The Morman multi-millionaire politician brandished the specter of a France
in decline to warn what the future could hold for Americans if his country
failes to adhere to core conservative values.
"We face a new generation of challenges, challenges which threaten our
prosperity, our security, and our future," Romney told a conservative
conference in Washington.
"I'm convinced that unless America changes course, we can become the France
of the 21st century. Still a great nation but not the leader of the world."
The jibe was not the first against France by Romney, who spent two years
there as a Mormon missionary in the 1960s.
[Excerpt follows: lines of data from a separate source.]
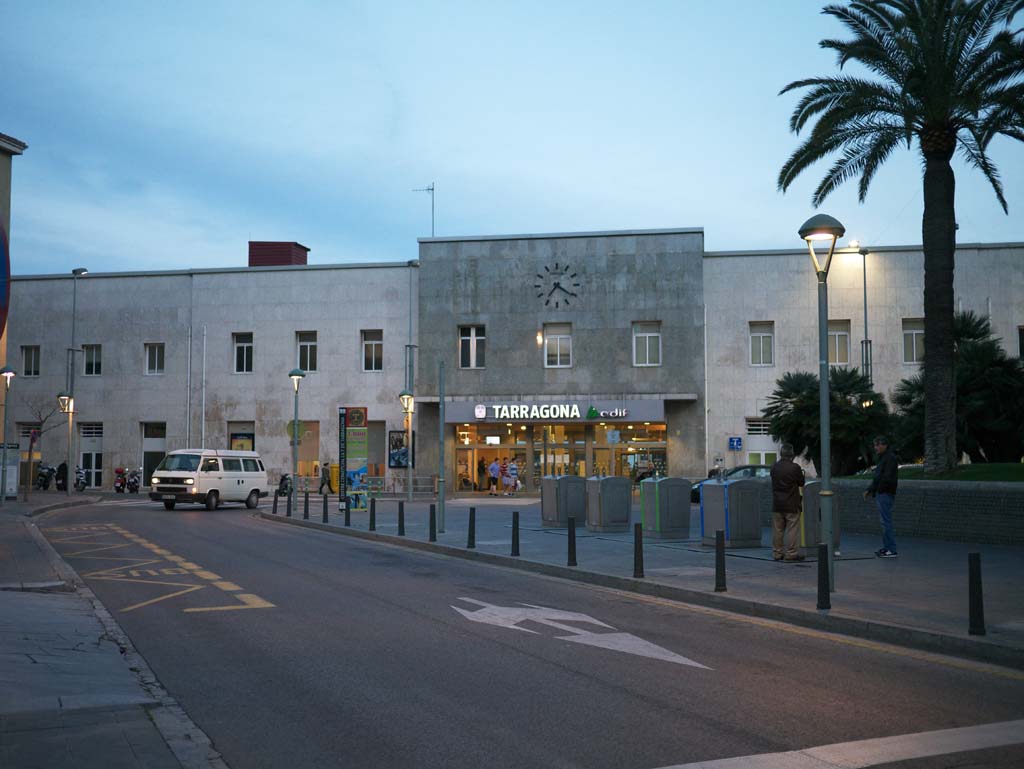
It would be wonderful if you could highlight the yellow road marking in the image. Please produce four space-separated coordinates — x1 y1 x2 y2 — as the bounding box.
213 581 243 592
166 555 187 563
121 585 207 613
179 562 201 569
183 593 275 613
193 570 222 580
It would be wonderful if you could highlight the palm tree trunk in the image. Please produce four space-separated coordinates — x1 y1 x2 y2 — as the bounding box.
921 150 957 474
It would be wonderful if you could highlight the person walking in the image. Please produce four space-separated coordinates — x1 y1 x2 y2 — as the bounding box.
318 460 332 494
770 444 805 561
864 435 899 557
500 457 511 496
487 458 500 496
508 458 520 496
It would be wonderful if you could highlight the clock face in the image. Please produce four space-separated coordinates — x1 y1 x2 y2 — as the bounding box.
534 262 580 309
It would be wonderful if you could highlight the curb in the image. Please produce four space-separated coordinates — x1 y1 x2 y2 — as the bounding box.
259 511 1024 672
24 496 104 517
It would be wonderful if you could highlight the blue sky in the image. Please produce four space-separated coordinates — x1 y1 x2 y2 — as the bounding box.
4 0 1023 275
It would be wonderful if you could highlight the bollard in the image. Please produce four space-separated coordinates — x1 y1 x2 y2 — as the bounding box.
322 493 328 523
633 522 644 578
429 503 437 542
398 501 406 537
816 543 831 611
272 492 279 516
303 491 310 520
344 501 351 527
286 493 293 518
511 511 520 557
467 507 476 549
369 497 376 531
567 516 577 566
714 530 726 592
968 552 986 636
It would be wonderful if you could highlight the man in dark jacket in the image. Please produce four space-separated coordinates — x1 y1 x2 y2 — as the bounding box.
770 444 805 561
864 435 899 557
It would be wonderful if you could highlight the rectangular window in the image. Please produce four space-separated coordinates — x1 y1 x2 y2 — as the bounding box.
903 319 925 363
746 419 771 436
297 331 317 372
233 332 253 373
243 458 260 472
750 322 774 366
544 323 572 368
828 320 851 365
80 423 104 438
21 345 40 377
459 325 486 369
362 330 383 371
222 458 242 472
145 343 165 375
632 322 662 367
748 451 778 466
82 344 102 376
143 423 166 439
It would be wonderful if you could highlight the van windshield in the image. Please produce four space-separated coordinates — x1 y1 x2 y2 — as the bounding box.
156 454 201 472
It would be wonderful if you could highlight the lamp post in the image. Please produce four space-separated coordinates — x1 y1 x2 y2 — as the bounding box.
399 389 414 502
289 368 305 513
0 366 15 506
858 246 873 385
799 213 845 592
57 391 74 496
65 267 88 496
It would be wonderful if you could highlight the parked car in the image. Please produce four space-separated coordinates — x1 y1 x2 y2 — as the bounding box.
691 464 771 503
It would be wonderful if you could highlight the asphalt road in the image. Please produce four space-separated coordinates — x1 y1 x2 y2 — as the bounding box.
40 499 1024 769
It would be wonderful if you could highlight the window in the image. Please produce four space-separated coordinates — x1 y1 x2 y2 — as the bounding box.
362 330 383 371
903 319 925 363
746 419 771 436
21 345 40 377
202 458 220 472
632 322 662 367
297 331 317 372
145 343 165 375
544 323 572 368
233 332 253 373
828 320 851 365
243 458 260 472
748 451 778 466
80 423 104 438
143 423 166 439
750 322 774 366
459 325 486 369
83 345 101 376
222 458 242 472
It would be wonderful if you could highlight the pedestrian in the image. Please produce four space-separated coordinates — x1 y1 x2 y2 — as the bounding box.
477 457 487 491
506 458 519 496
500 457 511 495
487 458 500 496
318 460 332 494
864 435 899 557
770 443 805 562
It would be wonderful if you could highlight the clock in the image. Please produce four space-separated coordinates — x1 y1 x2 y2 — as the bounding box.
534 262 581 308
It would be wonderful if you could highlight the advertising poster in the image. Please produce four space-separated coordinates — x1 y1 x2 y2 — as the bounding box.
346 407 368 510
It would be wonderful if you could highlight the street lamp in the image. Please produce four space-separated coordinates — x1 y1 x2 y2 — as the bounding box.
65 267 88 496
799 213 845 592
0 366 15 506
289 368 305 512
399 388 414 502
57 391 74 496
858 246 873 384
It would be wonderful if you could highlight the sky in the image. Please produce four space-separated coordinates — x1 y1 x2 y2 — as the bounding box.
3 0 1023 275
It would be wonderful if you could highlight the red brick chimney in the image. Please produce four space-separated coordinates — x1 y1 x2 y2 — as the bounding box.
248 241 309 267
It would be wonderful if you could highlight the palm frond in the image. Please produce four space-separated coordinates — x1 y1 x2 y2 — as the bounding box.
958 127 1009 211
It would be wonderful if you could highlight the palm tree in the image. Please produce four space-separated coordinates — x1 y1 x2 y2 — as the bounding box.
777 0 1024 473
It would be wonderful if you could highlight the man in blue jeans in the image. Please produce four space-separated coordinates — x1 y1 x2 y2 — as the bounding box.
864 435 899 557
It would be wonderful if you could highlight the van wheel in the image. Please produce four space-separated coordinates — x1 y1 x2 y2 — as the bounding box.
205 491 219 511
245 490 259 509
163 500 176 510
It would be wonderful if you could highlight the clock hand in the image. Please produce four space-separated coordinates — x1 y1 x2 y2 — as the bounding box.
547 283 560 296
555 284 576 296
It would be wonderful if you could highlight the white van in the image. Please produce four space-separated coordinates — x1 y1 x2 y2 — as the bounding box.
149 449 268 510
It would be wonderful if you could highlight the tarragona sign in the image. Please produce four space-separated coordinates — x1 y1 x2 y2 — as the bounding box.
477 404 628 420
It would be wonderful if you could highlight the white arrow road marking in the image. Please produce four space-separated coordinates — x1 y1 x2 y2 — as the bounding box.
452 597 710 669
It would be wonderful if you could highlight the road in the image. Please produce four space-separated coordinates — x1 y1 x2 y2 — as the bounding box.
39 499 1024 769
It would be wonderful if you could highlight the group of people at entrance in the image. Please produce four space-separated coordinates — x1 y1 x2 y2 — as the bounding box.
486 457 519 496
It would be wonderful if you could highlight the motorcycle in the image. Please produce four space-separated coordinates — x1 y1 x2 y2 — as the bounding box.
126 467 141 494
74 466 87 492
114 467 127 493
35 464 57 490
277 473 292 497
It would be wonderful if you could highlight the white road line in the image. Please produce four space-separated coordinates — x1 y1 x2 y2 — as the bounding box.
653 718 1024 769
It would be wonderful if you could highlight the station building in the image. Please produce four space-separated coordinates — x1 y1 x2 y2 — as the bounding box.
7 229 1024 493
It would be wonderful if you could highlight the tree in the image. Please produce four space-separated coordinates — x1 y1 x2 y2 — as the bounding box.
16 394 63 500
892 311 1024 462
777 0 1024 474
763 368 890 476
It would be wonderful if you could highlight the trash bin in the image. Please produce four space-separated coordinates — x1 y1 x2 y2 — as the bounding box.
541 475 586 527
585 476 632 532
640 477 692 538
701 478 763 548
798 480 841 557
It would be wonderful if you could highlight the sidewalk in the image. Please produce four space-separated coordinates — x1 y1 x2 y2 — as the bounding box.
262 495 1024 669
0 493 226 769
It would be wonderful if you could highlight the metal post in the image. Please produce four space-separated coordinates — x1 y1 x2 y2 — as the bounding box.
303 490 309 520
322 492 328 523
968 553 986 635
860 247 872 385
817 544 831 610
0 377 10 505
398 500 405 536
817 273 836 591
437 360 445 533
292 382 299 517
429 503 436 542
633 523 644 578
467 507 475 549
714 530 726 592
369 497 376 531
567 517 577 566
511 511 520 556
272 490 278 515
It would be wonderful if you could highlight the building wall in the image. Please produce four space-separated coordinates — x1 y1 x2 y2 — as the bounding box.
8 263 417 487
703 242 1024 473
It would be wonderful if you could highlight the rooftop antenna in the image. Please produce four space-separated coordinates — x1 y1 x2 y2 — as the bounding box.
413 182 435 237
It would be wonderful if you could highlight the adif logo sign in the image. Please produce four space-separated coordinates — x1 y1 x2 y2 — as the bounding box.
474 404 487 419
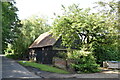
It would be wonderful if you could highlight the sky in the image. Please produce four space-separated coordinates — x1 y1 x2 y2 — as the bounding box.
15 0 101 24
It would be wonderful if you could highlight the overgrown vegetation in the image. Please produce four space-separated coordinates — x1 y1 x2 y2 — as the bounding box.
12 16 50 58
52 0 119 73
18 61 69 74
56 52 67 59
2 1 22 53
2 0 120 73
92 42 120 65
4 44 24 59
68 50 100 73
4 15 50 59
92 0 120 65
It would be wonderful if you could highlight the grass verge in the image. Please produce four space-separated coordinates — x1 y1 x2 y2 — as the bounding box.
18 61 69 74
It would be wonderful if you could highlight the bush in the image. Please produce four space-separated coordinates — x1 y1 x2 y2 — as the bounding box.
92 42 120 66
69 50 100 73
4 44 28 60
56 52 67 59
5 53 23 60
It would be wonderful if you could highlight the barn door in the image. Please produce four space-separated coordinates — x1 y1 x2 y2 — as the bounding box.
36 49 43 63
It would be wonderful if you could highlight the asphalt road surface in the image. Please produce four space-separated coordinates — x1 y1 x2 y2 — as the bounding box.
0 55 2 80
1 55 120 80
1 55 40 79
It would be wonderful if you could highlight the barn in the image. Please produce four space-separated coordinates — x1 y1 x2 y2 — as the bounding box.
28 32 66 64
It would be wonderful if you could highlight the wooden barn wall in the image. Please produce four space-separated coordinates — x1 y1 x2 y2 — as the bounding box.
35 46 56 64
29 46 67 64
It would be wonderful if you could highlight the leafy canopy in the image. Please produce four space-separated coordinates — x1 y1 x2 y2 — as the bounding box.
2 1 21 53
52 4 116 50
12 15 50 57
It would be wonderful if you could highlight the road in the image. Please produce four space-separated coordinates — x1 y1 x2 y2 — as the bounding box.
0 55 2 80
1 55 119 80
1 55 40 79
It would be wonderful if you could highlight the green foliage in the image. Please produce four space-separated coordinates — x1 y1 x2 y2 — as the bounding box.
6 53 23 60
68 50 100 73
56 52 67 59
92 42 120 65
5 44 23 59
52 2 119 67
2 1 50 59
12 16 50 58
2 1 22 53
18 61 69 74
52 4 116 50
4 44 14 54
92 0 120 64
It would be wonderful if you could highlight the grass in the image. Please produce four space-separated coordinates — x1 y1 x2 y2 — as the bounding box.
18 61 70 74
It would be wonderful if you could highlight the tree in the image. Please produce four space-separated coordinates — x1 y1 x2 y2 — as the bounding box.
12 15 50 58
92 0 120 63
52 4 113 50
52 4 107 73
52 3 119 72
2 1 21 53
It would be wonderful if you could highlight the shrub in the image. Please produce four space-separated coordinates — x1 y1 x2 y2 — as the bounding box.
69 50 100 73
4 44 27 60
92 42 120 66
56 52 67 59
5 53 23 60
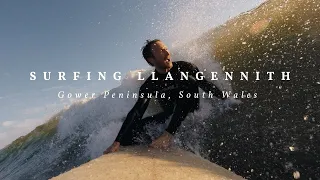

At a recent speech at a university where he defended his conservative moral
values, Romney said: "In France for instance I'm told that marriage is now
frequently conctracted in seven-year terms, where either party may move on
when their time is up. How shallow."
In 2007 the Boston Globe newspaper published an editorial called "Romney's
French complex" in which it leaked elements of a blueprint of Romney's
campaign that criticized Democratic candidate Hillary Clinton.
"Enmity toward France is a recurring theme of the document", says the
"That's where Hillary and the Dems would take us. Hillary = France."
The campaign had also envisioned distributing "First, not France" bumper
stickers, which according to the Boston Globe had been printed up but not used.
American animosity towards its transatlantic rival made a showing in the
2004 presidential race, when Democratic nominee John Kerry's links with France
including his fluent French were relentlessly taunted by Republicans.